Async Channels for Swift concurrency

taylorswift · March 23, 2024, 5:21pm

shouldn’t there be an indentation warning emitted here?

wadetregaskis · March 23, 2024, 5:21pm

No warnings from the compiler (Swift 5.10).

gh123man · March 30, 2024, 3:27am

Ive formalized the optimizations discussed above (sans OSSpinLock). Code is merged to main.
Results are here

I also compared this to swift-async-algorithms AsyncChannel (as suggested above). This library is 5-7x faster in the applicable tests.

At this point it seems like any (impactful) future performance is held back by compiler optimizations (or writing better code that the compiler can optimize). If anyone has any resources, reading material, or examples of previous work on this topic i'd be interested.

wadetregaskis · March 30, 2024, 4:45pm

I hope this progresses further. It's frustrating to see Swift performing so poorly.

The lack of generic specialisation is something I've seen implicated in performance problems multiple times, and makes me leery about using performance-sensitive code from packages - as opposed to manually copy-pasting the necessary code into my project / module in order to ensure specialisation can actually occur. Which can of course only be done in very limited degrees, practically-speaking, due to the heavy maintenance burden it imposes (and potentially, licensing issues).

I'm surprised this specialisation limitation doesn't get discussed more. It seems like a glaring, fundamental performance bottleneck for Swift. And the workaround seems to be "make everything @inlinable and cross your fingers that compiler chooses to do so", which doesn't really build confidence (nor necessarily result in optimal performance or code size).

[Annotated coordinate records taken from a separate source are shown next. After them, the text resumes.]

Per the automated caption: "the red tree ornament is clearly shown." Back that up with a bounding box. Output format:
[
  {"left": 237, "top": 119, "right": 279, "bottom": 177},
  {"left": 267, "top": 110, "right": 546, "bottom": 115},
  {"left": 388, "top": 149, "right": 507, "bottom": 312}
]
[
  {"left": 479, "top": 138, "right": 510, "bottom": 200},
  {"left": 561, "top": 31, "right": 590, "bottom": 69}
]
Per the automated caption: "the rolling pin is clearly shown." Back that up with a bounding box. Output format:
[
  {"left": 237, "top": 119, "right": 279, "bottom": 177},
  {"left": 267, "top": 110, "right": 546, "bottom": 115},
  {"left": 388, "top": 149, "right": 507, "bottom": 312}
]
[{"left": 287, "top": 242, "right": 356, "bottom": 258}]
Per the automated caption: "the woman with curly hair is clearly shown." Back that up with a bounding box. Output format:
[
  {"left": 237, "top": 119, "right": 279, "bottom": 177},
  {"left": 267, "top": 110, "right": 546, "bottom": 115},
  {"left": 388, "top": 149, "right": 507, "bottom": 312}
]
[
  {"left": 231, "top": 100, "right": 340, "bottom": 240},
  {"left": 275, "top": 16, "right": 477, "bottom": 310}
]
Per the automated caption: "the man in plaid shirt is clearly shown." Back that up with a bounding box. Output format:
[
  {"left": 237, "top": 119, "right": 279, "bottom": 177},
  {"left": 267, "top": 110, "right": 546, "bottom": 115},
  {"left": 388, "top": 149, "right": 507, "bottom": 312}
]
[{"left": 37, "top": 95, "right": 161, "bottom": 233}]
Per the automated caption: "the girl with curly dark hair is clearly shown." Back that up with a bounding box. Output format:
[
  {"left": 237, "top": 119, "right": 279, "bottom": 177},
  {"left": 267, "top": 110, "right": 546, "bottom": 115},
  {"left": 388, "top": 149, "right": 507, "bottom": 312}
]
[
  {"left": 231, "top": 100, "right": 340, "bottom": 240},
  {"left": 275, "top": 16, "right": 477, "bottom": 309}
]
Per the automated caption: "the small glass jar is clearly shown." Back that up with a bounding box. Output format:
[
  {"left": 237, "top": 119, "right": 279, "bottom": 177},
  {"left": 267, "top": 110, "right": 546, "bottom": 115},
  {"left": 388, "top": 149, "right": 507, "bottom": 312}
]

Jon_Shier · March 30, 2024, 11:17pm

There's not really much to discuss, it's not like these issues are new or unique. Swift performance comes up fairly regularly on these forums, whether through random performance issues in individual code or Swift's surprisingly poor performance in benchmark comparisons with other languages. In almost every case the ultimate findings and core team response are one of: these are optimizations that are known to be missing but implementable, we just haven't gotten around to it yet; difficult to implement and so high effort it may not be worth it; simply malfunctioning / not aggressive enough / missing an edge case; or don't really matter despite what benchmarks say. Unless there are community members with existing expertise in compiler optimization relevant to Swift that aren't already Swift contributors (not likely), there's not really much we can do. Our only hope is that the low level, ongoing optimization work that already takes place eventually catches some of these issues (and that they later don't regress). Personally, I wish Swift was more like WebKit, where there's a published and followed list of project priorities with performance right near the top, second only to security.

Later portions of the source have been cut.